Opening May 25, 2018, the McEvoy Foundation for the Arts is pleased to present Ragnar Kjartansson: Scenes from Western Culture. The exhibition features two major installations by Icelandic artist Ragnar Kjartansson, Scenes from Western Culture and Nur wer die Sehnsucht kennt, shown alongside preparatory watercolor sketches.
Ragnar Kjartansson: Scenes from Western Culture explores Kjartansson’s fascination with social norms, theatrical artifice, and idle pleasure in an homage to French Rococo painter Jean-Antoine Watteau (1684–1721). The exhibition juxtaposes Kjartansson’s work with Watteau’s painting The Fortune Teller (ca. 1710), on loan from the Fine Arts Museums of San Francisco.
Scenes from Western Culture (2015) is a nine-screen installation of videos, each depicting a faintly absurd and occasionally ominous vision of Western daily life. A well-groomed dog lolls next to a grandfather clock ticking in a comfortable home in Iceland. A bored couple chats over dinner in a gilded New York restaurant. A cottage burns to ashes in a Swiss forest. Presented as cinematic paintings, the videos vary in length and play on an endless loop. As time passes, the ordinary scenes become increasingly eccentric.
Kjartansson draws inspiration from Watteau’s pastoral scenes of 18th-century aristocrats enjoying their leisure, a style that coined the phrase fête galante. Kjartansson crafts intimate moments of modern-day characters lost in a similar frivolity.
“My series of video works titled Scenes from Western Culture is really an homage to Watteau. He depicted with warmth and nihilism the joy of life and the overwhelming meaninglessness of it all in the culture of his day,” comments Kjartansson. “I really love Western culture, and then I’m also scared of it, like we all are, and see it as choking everything. It’s a double-sided thing, absolutely. It’s both a praise and a critique, and I’m always interested in that grey area.”

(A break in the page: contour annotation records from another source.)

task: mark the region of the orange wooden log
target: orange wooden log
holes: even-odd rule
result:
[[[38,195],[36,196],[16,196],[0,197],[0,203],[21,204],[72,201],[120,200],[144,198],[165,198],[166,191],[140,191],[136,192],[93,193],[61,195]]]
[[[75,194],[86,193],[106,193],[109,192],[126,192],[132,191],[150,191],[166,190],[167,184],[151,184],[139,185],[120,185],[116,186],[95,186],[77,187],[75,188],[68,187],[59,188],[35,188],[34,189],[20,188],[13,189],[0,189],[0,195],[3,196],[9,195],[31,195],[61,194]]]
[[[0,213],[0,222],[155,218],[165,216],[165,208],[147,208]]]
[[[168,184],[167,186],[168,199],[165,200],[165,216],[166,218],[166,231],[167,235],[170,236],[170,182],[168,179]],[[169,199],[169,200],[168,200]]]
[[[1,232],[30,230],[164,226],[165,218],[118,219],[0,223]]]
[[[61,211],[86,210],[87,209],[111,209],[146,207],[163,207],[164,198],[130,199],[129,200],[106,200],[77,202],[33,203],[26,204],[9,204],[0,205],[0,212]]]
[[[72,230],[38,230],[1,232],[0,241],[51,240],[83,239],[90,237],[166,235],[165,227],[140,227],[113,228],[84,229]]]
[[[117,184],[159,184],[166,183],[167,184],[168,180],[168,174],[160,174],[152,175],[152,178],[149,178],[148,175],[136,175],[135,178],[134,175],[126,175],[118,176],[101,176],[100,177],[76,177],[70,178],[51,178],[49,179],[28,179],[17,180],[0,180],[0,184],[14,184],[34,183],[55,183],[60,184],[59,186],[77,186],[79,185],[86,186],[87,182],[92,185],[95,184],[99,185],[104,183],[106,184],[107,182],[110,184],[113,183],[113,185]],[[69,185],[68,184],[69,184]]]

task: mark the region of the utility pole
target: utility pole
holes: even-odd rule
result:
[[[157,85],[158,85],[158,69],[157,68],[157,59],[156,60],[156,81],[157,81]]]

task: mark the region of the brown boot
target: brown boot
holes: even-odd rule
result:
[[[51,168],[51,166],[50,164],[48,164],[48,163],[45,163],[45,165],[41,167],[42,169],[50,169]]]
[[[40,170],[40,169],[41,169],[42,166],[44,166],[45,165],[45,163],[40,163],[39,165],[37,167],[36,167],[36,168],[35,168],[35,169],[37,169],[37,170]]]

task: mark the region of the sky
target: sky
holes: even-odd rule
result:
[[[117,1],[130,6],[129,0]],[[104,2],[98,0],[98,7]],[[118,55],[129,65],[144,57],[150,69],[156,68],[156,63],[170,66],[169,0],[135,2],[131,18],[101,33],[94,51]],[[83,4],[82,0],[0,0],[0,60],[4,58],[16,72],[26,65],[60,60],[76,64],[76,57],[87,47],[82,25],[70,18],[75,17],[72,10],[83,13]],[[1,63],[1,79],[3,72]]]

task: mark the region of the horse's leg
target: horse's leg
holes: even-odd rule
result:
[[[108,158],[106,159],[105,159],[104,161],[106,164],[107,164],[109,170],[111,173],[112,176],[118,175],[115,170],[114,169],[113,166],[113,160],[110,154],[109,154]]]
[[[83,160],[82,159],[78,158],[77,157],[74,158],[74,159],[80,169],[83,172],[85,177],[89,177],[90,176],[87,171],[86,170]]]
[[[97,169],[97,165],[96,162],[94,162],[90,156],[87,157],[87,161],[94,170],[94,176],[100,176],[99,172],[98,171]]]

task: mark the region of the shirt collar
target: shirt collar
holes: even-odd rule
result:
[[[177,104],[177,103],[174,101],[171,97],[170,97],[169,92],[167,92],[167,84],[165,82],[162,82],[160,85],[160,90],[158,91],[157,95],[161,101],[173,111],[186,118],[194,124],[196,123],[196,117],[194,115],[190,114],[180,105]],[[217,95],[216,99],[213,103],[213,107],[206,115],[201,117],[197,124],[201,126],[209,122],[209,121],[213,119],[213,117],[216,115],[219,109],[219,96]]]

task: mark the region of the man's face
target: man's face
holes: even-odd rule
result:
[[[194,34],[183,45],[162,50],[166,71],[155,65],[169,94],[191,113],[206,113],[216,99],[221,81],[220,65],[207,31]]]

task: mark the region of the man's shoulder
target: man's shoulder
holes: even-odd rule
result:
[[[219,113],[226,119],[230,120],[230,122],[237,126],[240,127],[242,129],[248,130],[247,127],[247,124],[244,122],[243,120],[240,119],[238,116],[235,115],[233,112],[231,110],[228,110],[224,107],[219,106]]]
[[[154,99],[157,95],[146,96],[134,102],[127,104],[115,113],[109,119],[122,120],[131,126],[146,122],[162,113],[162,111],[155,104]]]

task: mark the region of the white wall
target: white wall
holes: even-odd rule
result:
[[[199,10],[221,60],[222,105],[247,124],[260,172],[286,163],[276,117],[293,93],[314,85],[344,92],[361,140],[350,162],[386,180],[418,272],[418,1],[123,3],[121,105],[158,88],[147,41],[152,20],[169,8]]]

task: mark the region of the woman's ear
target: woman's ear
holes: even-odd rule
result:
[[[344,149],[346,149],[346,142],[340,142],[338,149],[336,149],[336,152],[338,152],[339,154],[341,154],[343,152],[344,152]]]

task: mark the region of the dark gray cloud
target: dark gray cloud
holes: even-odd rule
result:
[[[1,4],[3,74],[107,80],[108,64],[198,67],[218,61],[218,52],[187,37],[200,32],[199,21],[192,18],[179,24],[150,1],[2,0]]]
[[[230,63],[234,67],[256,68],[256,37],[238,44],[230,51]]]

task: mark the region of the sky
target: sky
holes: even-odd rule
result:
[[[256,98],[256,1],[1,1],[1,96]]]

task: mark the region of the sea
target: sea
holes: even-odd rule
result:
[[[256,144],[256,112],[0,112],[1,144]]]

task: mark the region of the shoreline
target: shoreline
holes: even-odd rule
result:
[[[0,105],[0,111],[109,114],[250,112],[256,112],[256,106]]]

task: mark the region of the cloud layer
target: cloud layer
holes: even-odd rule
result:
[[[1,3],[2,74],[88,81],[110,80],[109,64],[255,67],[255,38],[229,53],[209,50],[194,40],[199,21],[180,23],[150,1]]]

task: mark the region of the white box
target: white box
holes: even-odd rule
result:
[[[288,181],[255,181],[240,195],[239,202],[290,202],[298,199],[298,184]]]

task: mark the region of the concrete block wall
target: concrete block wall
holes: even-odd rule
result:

The exhibition also features Kjartansson’s Nur wer die Sehnsucht kennt (2015), comprised of free-standing painted structures of snowy crags, originally exhibited in 2015 at the Palais de Tokyo in Paris. While the painted side of each piece gives nod to 19th-century Romantic landscapes, the exposed plywood backs and supporting struts on the reverse side of each form reveals their theatrical function. Translated as “only he who knows longing” from a poem of the same name by Johann Wolfgang von Goethe, Nur wer die Sehnsucht kennt champions the sublime and the mundane as one.
Scenes from Western Culture is accompanied by a daily presentation of videos by Cory Arcangel, Chip Lord, Tony Oursler, Pipilotti Rist, Jacoby Satterwhite, and C. Spencer Yeh in McEvoy Arts’ Screening Room.
Ragnar Kjartansson (b. 1976) is an Icelandic artist whose work in video installations, performances, drawings, and paintings play on the history of film, music, visual culture, and literature. His works are connected through humor and pathos, with each deeply influenced by the comedy and tragedy of classical theater. Kjartansson’s use of duration and repetition to harness collective emotion is a hallmark of his practice. The artist has had solo exhibitions at the Barbican Centre, London; the Hirshhorn Museum and Sculpture Park, Washington D.C.; the Musée d’art contemporain de Montréal; the New Museum, New York; and the Palais de Tokyo, Paris, among other museums. Kjartansson represented Iceland at the 2009 Venice Biennale, and he participated in The Encyclopedic Palace at the 2013 Venice Biennale and Manifesta 10 in St. Petersburg, Russia in 2014. Kjartansson’s The Visitors (2012) showed at the San Francisco Museum of Modern Art in 2017.